Bichromatic control of dynamical tunneling: influence of the irregular Floquet states

TL;DR

This paper investigates how bichromatic control affects quantum tunneling, revealing regions of no control linked to chaos-assisted tunneling and discussing implications for quantum ratchets.

Contribution

It demonstrates the existence of control-ineffective regions due to Floquet state phase space structure and chaos-assisted tunneling in bichromatic quantum control.

Findings

Regions of no control are explained by Floquet state phase space features.

Chaos-assisted tunneling causes robust control-free regions.

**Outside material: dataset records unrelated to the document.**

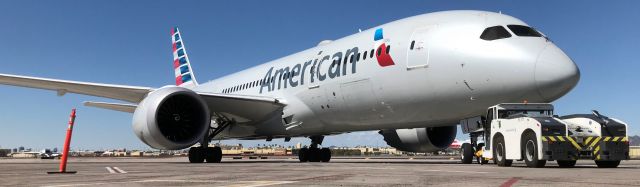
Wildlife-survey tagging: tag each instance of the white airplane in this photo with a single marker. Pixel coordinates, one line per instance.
(413, 79)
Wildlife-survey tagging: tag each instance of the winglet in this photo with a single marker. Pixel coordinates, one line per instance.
(181, 64)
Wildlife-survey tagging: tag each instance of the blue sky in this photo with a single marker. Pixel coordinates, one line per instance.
(127, 42)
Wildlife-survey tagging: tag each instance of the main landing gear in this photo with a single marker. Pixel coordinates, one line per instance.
(204, 152)
(313, 153)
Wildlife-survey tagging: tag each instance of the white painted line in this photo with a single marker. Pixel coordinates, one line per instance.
(455, 171)
(110, 170)
(119, 170)
(251, 183)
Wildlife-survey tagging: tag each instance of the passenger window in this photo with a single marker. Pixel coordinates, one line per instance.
(494, 33)
(522, 30)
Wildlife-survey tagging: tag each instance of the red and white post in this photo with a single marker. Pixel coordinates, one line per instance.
(67, 142)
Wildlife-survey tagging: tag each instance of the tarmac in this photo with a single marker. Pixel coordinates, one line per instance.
(287, 171)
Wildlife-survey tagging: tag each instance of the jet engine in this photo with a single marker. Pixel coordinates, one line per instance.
(171, 118)
(420, 140)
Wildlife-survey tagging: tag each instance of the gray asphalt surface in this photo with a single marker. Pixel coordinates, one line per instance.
(288, 172)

Implications for quantum ratchet transport are discussed.

Abstract

Bichromatic control, in terms of the amplitude and relative phase of the second field as control knobs, is an useful approach for controlling a variety of quantum processes. In this context, understanding the features of the control landscape is important to assess the extent and efficiency of the control process. A key question is whether, for a given quantum process, one can have regions wherein there is a complete lack of control. In this work we show that such regions do exist and can be explained on the basis of the phase space nature of the quantum Floquet states. Specifically, we show that robust regions of no control arise due to the phenomenon of chaos-assisted tunneling. We also comment on the possible influence of such regions on the phenomenon of directed transport in quantum Hamiltonian ratchets.